The Unwritten Law of Corporate Reorganizations

The Unwritten Law of Corporate Reorganizations PDF

Author: Douglas G. Baird

Publisher: Cambridge University Press

Published: 2022-05-26

Total Pages: 203

ISBN-13: 1009076973

DOWNLOAD EBOOK →

The law of corporate reorganizations controls the fate of enterprises worth billions of dollars and has reshaped entire sectors of the economy, yet its inner workings largely remain a mystery. Judges must police a small and closed fraternity of professionals as they sit down at a conference table and forge a new future for a distressed business, but little appears to tell judges how they are to do this. Judges, however, are in fact bound by a coherent set of unwritten principles that derive from a statute Parliament passed in 1571. These principles are not simply norms or customary practices. They have hard edges, judges must enforce them, and parties are bound by them as they are by any other law. This book traces the evolution of these unwritten principles and makes accessible a legal world that has long been closed off to outsiders.
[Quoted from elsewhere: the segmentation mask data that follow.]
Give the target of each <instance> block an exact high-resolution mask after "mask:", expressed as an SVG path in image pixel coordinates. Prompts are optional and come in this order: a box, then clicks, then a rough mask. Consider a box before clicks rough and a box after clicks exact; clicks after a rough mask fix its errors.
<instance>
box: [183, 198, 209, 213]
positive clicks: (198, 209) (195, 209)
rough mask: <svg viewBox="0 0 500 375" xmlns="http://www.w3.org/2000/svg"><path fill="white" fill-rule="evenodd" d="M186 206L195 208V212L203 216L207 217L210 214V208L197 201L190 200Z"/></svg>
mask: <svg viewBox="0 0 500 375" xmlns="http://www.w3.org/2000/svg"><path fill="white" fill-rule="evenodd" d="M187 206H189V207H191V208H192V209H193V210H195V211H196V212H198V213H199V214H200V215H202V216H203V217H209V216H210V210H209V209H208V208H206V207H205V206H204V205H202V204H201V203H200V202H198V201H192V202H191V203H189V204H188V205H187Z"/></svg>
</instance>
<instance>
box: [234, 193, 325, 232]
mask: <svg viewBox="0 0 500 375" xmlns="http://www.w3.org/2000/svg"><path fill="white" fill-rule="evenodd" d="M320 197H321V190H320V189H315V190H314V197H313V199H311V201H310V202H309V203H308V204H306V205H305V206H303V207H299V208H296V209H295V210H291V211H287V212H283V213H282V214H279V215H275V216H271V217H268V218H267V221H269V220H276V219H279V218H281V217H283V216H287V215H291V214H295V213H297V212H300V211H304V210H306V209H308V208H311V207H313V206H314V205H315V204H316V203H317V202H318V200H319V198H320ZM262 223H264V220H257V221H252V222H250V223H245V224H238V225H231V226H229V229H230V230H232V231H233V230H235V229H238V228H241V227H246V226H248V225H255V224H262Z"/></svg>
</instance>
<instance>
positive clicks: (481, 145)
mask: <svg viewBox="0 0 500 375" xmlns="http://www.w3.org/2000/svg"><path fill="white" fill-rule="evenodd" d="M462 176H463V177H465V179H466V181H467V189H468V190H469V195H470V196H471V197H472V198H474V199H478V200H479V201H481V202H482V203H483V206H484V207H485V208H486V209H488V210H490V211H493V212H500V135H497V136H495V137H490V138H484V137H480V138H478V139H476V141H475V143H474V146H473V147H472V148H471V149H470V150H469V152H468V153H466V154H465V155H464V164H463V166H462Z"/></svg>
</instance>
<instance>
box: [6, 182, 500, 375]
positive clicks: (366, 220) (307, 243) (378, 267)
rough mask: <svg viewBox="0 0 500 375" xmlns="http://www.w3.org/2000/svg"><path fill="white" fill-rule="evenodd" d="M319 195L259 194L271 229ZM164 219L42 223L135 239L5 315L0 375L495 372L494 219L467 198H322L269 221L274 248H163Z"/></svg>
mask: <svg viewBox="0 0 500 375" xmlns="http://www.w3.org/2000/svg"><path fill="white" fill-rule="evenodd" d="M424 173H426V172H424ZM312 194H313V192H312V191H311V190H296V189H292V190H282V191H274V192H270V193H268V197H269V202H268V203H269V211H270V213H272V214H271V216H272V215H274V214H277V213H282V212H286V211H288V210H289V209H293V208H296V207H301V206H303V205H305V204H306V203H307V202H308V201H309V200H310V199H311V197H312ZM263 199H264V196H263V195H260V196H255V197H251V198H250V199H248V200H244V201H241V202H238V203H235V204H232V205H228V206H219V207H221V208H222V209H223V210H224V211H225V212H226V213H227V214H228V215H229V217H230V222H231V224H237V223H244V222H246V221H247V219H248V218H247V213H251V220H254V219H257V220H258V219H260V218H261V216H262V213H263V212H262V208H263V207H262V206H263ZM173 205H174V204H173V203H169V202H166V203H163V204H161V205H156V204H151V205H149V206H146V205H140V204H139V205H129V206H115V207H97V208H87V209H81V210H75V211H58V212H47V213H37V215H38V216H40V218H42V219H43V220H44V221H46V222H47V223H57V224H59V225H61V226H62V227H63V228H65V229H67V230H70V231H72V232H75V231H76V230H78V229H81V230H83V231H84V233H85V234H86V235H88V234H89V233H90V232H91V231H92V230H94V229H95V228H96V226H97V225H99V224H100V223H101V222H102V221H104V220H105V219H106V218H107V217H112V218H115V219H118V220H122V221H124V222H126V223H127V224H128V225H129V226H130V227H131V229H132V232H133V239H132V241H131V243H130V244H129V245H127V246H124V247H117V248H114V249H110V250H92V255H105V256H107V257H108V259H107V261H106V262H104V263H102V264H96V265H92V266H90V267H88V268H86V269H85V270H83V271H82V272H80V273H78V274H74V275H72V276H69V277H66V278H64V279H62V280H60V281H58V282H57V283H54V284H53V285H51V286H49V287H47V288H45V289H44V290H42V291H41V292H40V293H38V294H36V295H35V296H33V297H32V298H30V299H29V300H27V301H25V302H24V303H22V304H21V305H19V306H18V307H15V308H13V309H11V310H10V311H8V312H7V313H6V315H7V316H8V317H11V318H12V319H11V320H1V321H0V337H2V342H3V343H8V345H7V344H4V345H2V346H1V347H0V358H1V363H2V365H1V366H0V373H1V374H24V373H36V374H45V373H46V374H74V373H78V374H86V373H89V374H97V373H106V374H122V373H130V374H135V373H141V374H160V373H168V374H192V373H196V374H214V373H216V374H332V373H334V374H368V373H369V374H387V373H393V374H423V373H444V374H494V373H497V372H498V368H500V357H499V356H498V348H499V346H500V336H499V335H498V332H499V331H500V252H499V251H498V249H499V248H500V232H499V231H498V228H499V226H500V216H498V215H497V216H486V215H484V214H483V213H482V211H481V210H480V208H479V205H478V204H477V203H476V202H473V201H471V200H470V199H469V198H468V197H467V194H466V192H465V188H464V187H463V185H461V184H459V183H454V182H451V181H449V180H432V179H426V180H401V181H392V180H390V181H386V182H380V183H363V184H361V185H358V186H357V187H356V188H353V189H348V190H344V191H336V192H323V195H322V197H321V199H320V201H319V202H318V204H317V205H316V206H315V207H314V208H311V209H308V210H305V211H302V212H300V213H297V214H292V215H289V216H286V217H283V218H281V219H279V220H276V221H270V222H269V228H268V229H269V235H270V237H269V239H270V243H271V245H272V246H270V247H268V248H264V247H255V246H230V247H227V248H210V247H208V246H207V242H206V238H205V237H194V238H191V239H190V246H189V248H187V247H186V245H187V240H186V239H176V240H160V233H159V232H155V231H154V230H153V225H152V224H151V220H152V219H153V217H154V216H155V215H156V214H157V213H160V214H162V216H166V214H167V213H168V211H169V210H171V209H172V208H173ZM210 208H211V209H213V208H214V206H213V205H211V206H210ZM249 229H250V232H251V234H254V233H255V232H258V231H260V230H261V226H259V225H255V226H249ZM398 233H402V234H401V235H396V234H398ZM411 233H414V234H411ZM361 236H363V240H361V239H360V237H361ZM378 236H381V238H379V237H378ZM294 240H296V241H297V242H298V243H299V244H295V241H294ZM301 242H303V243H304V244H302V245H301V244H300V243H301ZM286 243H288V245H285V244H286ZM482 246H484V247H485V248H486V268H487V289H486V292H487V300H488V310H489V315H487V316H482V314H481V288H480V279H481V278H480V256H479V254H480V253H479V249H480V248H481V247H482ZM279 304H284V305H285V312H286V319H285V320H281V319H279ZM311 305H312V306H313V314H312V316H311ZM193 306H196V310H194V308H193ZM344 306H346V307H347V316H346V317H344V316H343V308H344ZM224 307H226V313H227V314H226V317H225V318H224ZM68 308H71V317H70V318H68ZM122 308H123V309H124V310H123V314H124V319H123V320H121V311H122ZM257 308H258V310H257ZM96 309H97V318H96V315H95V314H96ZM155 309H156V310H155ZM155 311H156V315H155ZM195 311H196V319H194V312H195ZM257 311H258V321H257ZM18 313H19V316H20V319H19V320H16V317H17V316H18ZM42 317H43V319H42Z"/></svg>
Unwritten Rules and the New Contract Paradigm

Unwritten Rules and the New Contract Paradigm PDF

Author: David A. Skeel

Publisher:

Published: 2020

Total Pages: 12

ISBN-13:

DOWNLOAD EBOOK →

In a recent essay -- part of a larger book project -- Douglas Baird contends that the standard accounts of the history of corporate reorganization miss an essential feature: the extent to which both current and prior practice have been governed by unwritten rules (such as full disclosure and the opportunity for each party to participate in the negotiations) that “are well-known to insiders, but largely invisible to those on the outside.” According to Professor Baird, the unwritten rules, not bankruptcy's distribution provisions or other features of the Bankruptcy Code, are the essence of corporate reorganization. This essay is a short response to Professor Baird's important and largely compelling claim, written for the same symposium. After briefly describing Professor Baird's central argument about the role of unwritten rules, my essay makes two simple points. First, what's good for bankruptcy insiders is not always good for everyone. William Douglas and other New Deal reformers believed that insiders' temptation to favor their own interests poisoned the entire reorganization enterprise in their era. Although the reformers' complaints were often exaggerated, it is important to recognize the costs of a system run by insiders. Second, the essay argues that bankruptcy's written rules -- by which I mean both statutory provisions and the parties' contracts -- still matter, and they matter a lot.